Fullness of the Truth Pt. 5: Conclusions

by Sep 17, 20200 comments

Link to the entire series of posts

This was the hardest intellectual, emotional, and spiritual journey I have ever gone through. It certainly has not been without costs, either. And yet, I wouldn’t ever take my decision to join the Catholic Church back, for though I struggled and suffered some, I have gained the greatest good.

As we close out this series of posts, hopefully the statement the Catholic Church is the fullness of the truth has taken on a clearer picture. Though we just scratched the surface, I hope I also presented enough new concepts to those not familiar with the Catholic Church to stir up the desire to learn more.

The more that I looked into these issues, the more I was amazed that every time I thought I found a good objection against the Catholic Church, they always had a very compelling answer. Furthermore, most of the objections I heard against the Catholic Church were based on misunderstandings of the Catholic position (e.g. they teach justification by works).

Before I give a quick summary and conclusion, I want to mention that I will post a summary of all the resources and a few others in a separate post. I will also have an Appendix post that will go over some of my favorite things about being Catholic. There are so many!

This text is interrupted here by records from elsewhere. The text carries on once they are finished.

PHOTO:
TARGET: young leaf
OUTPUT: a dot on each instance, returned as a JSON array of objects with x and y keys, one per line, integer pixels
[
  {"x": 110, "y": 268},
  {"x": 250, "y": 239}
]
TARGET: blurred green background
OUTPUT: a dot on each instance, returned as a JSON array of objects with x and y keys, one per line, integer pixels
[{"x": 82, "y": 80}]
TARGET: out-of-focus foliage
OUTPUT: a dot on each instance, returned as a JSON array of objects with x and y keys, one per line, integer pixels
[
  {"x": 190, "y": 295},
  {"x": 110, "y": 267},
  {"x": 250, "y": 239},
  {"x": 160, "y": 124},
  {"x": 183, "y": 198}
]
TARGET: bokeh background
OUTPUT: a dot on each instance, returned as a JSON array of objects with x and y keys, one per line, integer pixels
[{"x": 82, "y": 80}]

A quick review of where we have been

How the Natural Law lead me to the Catholic Church

Thomas Aquinas

First, we covered how the study of natural law and Aristotelian-Thomistic metaphysics lead me to investigate the Catholic Church. This was because I was running into many instances of moral relativism among Christians as they didn’t affirm the natural law, teleological based views of morality. As such, anything that was not explicitly in the Bible (such as artificial contraception) was considered adiaphora (not explicitly in the Bible). It was then left up to the individual conscience to decide if it was right or wrong. Though it may be a clear violation of the natural law, Protestant ethics ends up with Christians coming to all kinds of different opinions on these matters.

Only the Catholic Church seemed to stand up to the increasing moral depravity of the modern world and strongly adhere to natural law. This really made me want to find out how the Catholic Church could be so right in its philosophy and natural theology but get the most important doctrine of justification by faith alone wrong. This was the doctrine, after all, the church supposedly stood or fell on.

The Sola Fide Debate

Next, I walked through my investigation of the doctrine of sola fide and how I was shocked at how mistaken I was as to what the Catholic Church taught about justification.

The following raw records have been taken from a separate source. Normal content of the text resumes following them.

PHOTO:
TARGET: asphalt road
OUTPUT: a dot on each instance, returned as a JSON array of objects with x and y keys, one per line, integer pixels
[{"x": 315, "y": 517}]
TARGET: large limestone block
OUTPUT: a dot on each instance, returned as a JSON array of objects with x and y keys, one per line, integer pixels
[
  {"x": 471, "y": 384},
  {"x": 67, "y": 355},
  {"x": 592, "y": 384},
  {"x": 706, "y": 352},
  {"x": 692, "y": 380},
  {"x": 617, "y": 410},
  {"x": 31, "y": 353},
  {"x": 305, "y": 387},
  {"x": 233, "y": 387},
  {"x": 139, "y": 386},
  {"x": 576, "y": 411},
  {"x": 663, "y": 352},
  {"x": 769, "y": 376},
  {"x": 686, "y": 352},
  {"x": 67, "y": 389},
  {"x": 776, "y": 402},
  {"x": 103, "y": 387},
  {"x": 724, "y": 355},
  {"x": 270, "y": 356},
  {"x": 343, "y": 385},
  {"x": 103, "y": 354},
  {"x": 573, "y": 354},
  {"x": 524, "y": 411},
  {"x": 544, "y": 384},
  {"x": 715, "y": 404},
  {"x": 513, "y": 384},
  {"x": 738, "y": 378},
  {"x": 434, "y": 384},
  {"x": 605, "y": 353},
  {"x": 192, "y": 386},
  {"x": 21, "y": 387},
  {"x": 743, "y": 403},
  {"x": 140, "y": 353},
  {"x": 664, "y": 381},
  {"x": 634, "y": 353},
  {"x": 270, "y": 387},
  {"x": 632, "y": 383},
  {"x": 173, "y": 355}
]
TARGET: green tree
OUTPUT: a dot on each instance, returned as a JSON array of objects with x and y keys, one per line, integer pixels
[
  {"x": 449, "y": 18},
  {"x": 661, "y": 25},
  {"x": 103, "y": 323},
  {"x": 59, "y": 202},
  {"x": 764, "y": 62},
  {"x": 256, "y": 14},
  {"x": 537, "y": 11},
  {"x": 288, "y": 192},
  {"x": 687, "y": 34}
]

For Catholics, justification is a past, present, and future process that is fueled by God’s grace every step of the way (omnia gratia). Initial justification, through the gift of faith in Christ from God, is received in baptism. Catholics do not teach works righteousness as any merit we earn through good works after initial justification are only done through God’s grace. This is why Augustine said: “If, then, your good merits are God’s gifts, God does not crown your merits as your merits, but as His own gifts.” (Augustine, On Grace and Free Will 6. 15)

The core issue in the debate between Protestants and Catholics is whether the very nature of justification (the formal cause) is Jesus’ imputed righteousness that covers us from the outside (extra nos), or if justification is the infusion of sanctifying grace into the believer. On the imputed righteousness model, the believer is still a sinner on the inside after justification and only loses salvation if they lose faith. On the infused righteousness model, the believer is truly made righteous and then cooperates with the gifts of God to increase in their infused gifts and could only lose their justification and the indwelling of the Holy Spirit and His gifts through mortal sin.

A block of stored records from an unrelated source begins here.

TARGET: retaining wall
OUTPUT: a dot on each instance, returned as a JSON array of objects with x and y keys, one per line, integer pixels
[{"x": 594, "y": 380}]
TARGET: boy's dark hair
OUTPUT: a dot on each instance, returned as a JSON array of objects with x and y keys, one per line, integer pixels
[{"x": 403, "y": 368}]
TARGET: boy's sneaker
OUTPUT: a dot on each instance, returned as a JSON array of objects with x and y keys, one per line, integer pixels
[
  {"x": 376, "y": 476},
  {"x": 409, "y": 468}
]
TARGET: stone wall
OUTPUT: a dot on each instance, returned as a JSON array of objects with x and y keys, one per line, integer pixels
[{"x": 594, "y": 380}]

I was amazed at all the biblical evidence there was for the Catholic view of infused grace and found many trouble passages for the imputed righteousness/faith alone model. Namely, the necessity of obedience to the moral law after justification and the idea of being judged by your deeds, not your faith alone (Romans 2:13, Romans 2:6, 2 Cor 5:10, James 2:24-26, Matthew 7:21-23, Revelation 20:11-15, Matthew 25:31-46, etc.)

Lastly, as Alister McGrath concludes in his exhaustive study on the history of justification in the Christian Church, Luther’s idea of sola fide through imputed righteousness was a complete break of what came before him. These ideas were a theological novum (a new theology).

The Sola Scriptura Debate

In the post on sola scriptura we saw how I didn’t realize that there is a strong and soft version of sola scriptura. When I was Protestant, I had always affirmed the soft version that while we can know theological truths outside of scripture, we cannot teach anything that contradicts scripture. I now know that this is exactly what the Catholic Church teaches about scripture too (see Dei Verbum). I learned that sola scriptura, in common Protestant practice, means that only doctrine can come from scripture.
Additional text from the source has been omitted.